Si nous n’avons pas un sursaut de dignité collective dans la présente décennie, le peuple québécois sera probablement appelé à disparaître d’ici la fin du siècle. Après 2030, si nous demeurons passifs et inconscients en nous inclinant devant la déraison populiste et la consternante médiocrité des gouvernants de notre temps, les tendances lourdes de l’immigration et le combat idéologique du multiculturalisme canadien auront raison de notre culture, dont notre identité politique est une expression. Le fédéralisme canadien aura alors atteint son but originel. Les quelques irréductibles qui resteront pour un temps pourront au moins comprendre en lisant Chevrier pourquoi il en aura été ainsi.


Ceux qui voyaient clair étaient les militants autochtones, lors de la crise ferroviaire du début de 2020, qui brandissaient des pancartes sur lesquelles on pouvait lire : « Pour un monde sans Kanada », avec un K. Aucun militant indépendantiste n’a jamais encore osé en faire autant. C’est le seul espoir subliminal que laisse Chevrier en comparant constamment le Canada au cours de son ouvrage, depuis le sous-titre jusqu’à sa dernière page, au défunt et non regretté empire austro-hongrois, qui a été balayé de l’histoire après la première guerre mondiale devant son incapacité à absorber ses composantes nationales. L’année 1867 a d’ailleurs aussi été celle d’un dernier soubresaut constitutionnel de cet empire voué à l’échec et à la disparition.

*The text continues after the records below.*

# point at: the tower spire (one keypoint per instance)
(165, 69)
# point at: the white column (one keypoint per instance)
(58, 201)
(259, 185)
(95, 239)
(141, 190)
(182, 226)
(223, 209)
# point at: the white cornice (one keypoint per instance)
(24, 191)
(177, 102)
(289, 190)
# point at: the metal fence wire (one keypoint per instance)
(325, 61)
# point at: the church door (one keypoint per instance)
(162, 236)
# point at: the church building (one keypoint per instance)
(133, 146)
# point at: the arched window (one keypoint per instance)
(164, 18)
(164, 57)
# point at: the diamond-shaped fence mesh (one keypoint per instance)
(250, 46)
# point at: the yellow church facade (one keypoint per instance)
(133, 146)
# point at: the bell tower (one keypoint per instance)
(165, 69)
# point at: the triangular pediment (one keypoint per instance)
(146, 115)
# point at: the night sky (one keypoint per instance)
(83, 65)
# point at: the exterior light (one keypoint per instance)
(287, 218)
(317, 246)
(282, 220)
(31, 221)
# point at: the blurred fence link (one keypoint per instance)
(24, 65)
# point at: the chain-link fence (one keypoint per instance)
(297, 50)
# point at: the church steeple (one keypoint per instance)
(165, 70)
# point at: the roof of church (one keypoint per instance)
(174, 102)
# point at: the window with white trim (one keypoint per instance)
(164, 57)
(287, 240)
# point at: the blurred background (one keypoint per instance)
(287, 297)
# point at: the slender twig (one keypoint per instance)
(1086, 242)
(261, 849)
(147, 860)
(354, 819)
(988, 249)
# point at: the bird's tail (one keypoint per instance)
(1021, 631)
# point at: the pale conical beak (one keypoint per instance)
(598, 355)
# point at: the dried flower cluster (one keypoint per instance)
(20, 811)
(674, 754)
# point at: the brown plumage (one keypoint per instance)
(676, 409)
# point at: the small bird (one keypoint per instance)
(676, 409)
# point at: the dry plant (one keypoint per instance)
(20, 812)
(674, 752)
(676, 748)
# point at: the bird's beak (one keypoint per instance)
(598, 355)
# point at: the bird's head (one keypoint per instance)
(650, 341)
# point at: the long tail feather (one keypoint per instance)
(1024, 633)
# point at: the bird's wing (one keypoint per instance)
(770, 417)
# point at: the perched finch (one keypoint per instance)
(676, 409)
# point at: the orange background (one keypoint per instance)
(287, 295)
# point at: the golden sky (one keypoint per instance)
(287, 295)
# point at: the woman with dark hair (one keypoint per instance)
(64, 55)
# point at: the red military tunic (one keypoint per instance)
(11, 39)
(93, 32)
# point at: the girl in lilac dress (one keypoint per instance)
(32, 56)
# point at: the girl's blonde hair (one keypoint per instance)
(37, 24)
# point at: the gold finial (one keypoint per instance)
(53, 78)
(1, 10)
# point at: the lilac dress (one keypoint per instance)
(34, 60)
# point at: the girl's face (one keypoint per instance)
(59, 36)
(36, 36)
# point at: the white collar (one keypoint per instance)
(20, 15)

On s’accroche aux espoirs et aux rêves que l’on peut trouver.


L’ouvrage de Chevrier est aussi, malgré quelques bémols (le titre opaque et peu accrocheur, la lecture difficilement accessible hors des cercles d’intellectuels malgré la brillance du style, l’étonnante absence qu’on peut reprocher à l’éditeur d’un index et d’une bibliographie qui auraient été utiles au chercheur, quelques pages peu nombreuses qui sont moins convaincantes), une réplique magistrale à celui, récent, de Peter Russell, un influent politologue de l’Université de Toronto, portant sur les conquêtes inachevées du Canada, qui entretient le mythe du compromis plutôt que l’explication beaucoup plus persuasive de l’hostilité larvée et mal contenue.


Un pays fondé sur le mensonge, l’hypocrisie, l’illusion et le racisme ne mérite pas d’exister. La spiritualisation négative ou sublimation de l’hostilité canadienne repose toujours finalement sur le vieil adage, la fin justifie les moyens, qui est dans les grands moments, quand on met les convenances de côté pour arriver au fond des choses, la véritable éthique de la Constitution de ce pays imposé et l’héritage moral de sa refondation en 1982. Seule une vision positive, improbable mais possible, encore trop peu articulée, de l’indépendance et de la république québécoises pourra la surmonter.


L’EMPIRE EN MARCHE : Des peuples sans qualités de Vienne à Ottawa

Auteur : Marc Chevrier

Presses de l’Université Laval, 2019, 635 p.